L’idea è di una organizzazione indiana a scopo di lucro  di nome Afforestt, fondata nel 2011 dall’ex ingegnere Toyota Shubendhu Sharma; un progetto che combina la tecnica Miyawaki, una technica che sottolinea l’importanza della presenza di specie autoctone sul territorio, con Heijunka, un sistema che permette alle aziende di ridurre gli sprechi e aumentare l’efficienza. 

 Si vanno così riducendo gli effetti dello smog e dell’inquinamento cittadino , regalando, non solo ai cittadini, ma allo stesso ecosistema, la possibilità di rigenerarsi. 

La città indiana di Bangalore è la protagonista del progetto , pronta a trasformarsi in un urban city a tutti gli effetti.  La capitale del Karnataka, dimora di milioni di persone, oltre a presentarsi come centro tecnologico diventa quindi la città guida per questa green revolution, della quale non possiamo più fare a meno.

Negli anni le città sono divenute degli squallidi, grigi, infiniti spazi di cemento, dove la vegetazione è andata sempre più scomparendo, per lasciare terreno a nuove costruzioni, che lentamente e gradualmente, ci hanno allontanato dalla Natura e dai suoi benefici, indispensabili per un equilibrio vitale.     

Oggi sappiamo che se vogliamo ritrovare quell’equilibrio, riducendo gli sprechi e l’inquinamento, dobbiamo riportare la Natura al proprio posto, ridare alle diverse specie le proprie terre e stimolare la rinascita degli ecosistemi.  

Afforestt si impegna con questo nuovo progetto trasformare una città densamente popolata, esausta e stremata, imprigionata nella sua decadenza, in una nuova splendida e fiorente città verde, allineata naturalmente alle proprie esigenze, in grado di autorigenerarsi e di mantenersi florida e armonica negli anni. 
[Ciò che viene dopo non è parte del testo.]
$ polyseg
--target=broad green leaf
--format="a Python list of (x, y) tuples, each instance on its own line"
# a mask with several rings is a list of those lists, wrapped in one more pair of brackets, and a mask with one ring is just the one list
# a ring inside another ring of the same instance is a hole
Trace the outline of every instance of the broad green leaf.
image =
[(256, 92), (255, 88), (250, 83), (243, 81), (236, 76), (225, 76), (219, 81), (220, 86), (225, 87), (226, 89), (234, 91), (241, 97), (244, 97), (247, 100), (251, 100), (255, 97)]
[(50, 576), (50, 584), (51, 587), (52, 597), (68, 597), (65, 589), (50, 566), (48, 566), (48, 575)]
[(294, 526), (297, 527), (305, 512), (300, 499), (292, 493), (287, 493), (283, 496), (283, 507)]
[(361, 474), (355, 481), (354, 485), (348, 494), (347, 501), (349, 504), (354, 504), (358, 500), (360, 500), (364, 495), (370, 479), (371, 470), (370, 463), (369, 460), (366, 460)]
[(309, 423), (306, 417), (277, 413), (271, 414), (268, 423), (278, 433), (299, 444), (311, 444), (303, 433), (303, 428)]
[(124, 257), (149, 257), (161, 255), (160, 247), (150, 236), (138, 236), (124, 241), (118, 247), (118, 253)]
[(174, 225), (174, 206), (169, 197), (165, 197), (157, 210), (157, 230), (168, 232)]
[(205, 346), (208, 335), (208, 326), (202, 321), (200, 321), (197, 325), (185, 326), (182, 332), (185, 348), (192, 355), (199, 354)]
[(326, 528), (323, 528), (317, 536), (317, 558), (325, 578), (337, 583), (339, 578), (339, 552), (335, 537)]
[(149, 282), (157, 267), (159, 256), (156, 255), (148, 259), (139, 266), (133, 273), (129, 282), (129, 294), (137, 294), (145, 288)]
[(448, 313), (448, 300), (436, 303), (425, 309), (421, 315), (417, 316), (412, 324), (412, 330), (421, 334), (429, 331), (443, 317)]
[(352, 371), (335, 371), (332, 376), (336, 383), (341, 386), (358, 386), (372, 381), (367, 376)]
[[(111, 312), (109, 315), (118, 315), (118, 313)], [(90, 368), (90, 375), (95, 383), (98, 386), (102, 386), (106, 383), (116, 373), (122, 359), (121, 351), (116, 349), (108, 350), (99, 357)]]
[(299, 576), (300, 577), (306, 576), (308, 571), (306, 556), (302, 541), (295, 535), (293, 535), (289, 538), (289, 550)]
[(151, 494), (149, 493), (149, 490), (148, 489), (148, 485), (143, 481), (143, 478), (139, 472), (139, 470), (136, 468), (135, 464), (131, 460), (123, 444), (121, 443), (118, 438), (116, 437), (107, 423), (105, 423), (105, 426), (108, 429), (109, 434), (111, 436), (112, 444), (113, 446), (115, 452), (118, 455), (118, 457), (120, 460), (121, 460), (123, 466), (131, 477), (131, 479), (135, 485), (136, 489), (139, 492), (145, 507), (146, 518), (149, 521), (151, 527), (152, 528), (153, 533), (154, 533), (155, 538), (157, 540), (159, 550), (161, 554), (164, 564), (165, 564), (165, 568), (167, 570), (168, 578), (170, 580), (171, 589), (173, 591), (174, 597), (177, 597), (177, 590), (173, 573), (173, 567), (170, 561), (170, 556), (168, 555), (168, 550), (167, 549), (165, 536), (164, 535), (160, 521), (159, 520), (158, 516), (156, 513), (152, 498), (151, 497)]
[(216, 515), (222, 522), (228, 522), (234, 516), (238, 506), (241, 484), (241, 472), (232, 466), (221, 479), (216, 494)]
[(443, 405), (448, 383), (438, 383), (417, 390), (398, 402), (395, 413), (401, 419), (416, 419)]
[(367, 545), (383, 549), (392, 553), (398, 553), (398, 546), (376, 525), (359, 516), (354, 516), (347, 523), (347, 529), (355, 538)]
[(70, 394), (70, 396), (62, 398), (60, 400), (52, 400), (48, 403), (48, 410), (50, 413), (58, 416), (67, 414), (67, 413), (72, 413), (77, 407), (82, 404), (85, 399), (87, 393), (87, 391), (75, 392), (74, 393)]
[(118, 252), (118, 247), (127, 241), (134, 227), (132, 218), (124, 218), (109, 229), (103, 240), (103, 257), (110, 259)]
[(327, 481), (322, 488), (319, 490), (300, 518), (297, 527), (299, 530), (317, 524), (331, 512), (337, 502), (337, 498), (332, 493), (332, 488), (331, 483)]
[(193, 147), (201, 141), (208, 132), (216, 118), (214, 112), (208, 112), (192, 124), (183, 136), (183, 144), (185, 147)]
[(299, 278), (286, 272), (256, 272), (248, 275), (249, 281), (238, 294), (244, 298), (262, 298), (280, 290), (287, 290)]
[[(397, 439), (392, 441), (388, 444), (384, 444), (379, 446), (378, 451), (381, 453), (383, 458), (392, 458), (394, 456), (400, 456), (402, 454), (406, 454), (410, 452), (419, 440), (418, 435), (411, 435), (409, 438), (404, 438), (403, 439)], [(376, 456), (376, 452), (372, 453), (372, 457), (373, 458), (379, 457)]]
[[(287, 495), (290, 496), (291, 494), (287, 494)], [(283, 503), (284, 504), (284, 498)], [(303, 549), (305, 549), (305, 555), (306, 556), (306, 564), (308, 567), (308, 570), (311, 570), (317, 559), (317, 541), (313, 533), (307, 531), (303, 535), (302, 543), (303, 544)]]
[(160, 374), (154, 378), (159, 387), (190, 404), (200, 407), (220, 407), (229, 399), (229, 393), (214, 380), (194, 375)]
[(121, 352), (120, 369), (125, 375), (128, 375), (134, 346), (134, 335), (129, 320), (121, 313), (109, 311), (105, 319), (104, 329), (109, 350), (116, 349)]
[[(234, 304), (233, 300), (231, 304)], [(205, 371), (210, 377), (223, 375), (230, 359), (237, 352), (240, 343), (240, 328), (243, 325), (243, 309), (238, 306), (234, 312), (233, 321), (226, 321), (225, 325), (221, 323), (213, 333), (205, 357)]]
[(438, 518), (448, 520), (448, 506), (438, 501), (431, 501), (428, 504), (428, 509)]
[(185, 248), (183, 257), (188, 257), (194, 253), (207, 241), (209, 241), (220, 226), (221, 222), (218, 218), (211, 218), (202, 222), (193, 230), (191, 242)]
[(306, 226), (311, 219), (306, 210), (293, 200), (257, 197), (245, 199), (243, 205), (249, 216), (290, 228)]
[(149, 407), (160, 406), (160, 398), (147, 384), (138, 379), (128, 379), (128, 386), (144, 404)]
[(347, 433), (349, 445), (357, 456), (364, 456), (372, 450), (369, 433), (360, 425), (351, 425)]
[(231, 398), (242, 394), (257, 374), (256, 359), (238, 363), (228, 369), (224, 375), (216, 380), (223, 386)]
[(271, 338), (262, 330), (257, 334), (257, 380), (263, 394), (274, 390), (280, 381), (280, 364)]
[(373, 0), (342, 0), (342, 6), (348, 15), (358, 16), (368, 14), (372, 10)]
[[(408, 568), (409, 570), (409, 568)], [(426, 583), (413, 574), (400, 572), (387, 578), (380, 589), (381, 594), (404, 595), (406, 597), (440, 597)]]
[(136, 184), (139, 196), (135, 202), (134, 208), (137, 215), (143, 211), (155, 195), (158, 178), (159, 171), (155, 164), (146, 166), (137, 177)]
Questa nuova tendenza filosofica verso le urban city vede l’uomo vicino ai propri limiti esistenziali, fermo su punto dal quale non può più procedere, ma solo tornare indietro, ripristinare, rigenerare, riportare tutto come lo aveva trovato, perché già, in se, perfetto. 

Un uomo che danza armonioso con la vita e le sue creazioni, che si muove ad un tempo universale, che cresce in proporzione all’ambiente che lo circonda, e non inversamente come sta facendo adesso. 

La globalizzazione e l’industrializzazione hanno fallito, portando degrado, inquinamento, spreco, ma soprattutto allontanandoci dal rispetto e dalla consapevolezza della necessità di un’armonia tra uomo e Natura; una relazione necessaria, questa, non solo per motivi chiaramente fisiologici, ma anche e soprattutto filosofici. 

Abbiamo creduto di poter manipolare e malleare tutto a nostra volontà e necessità; che tutto era là apposta per noi e per le nostre esigenze, abbiamo preso illimitatamente senza restituire nulla. 

Non si può raccogliere una conchiglia dal mare e pensare che a casa sia altrettanto bella, perché la bellezza è un’armonica sinfonia vibrazionale dove tutto si presenta perfettamente intonato a tutto il resto, dove le singole cose non hanno senso se non nel loro complesso.

Così questi progetti diventano ideali, e ci lasciano sognare un futuro florido, armonioso, dove saremo ancora in grado di emozionarci.

E’ sorprendente come finalmente siamo giunti ad un risveglio contemporaneamente imprenditoriale, sociale ed urbanistico, dove preservazione e ripristinazione diventano le chiavi di accesso ad un nuovo mondo, sia in termini di riduzione di sprechi ed energia, sia in termini di rispetto ed armonia con la Natura.

“La via più chiara verso l’Universo è attraverso una foresta selvaggia.”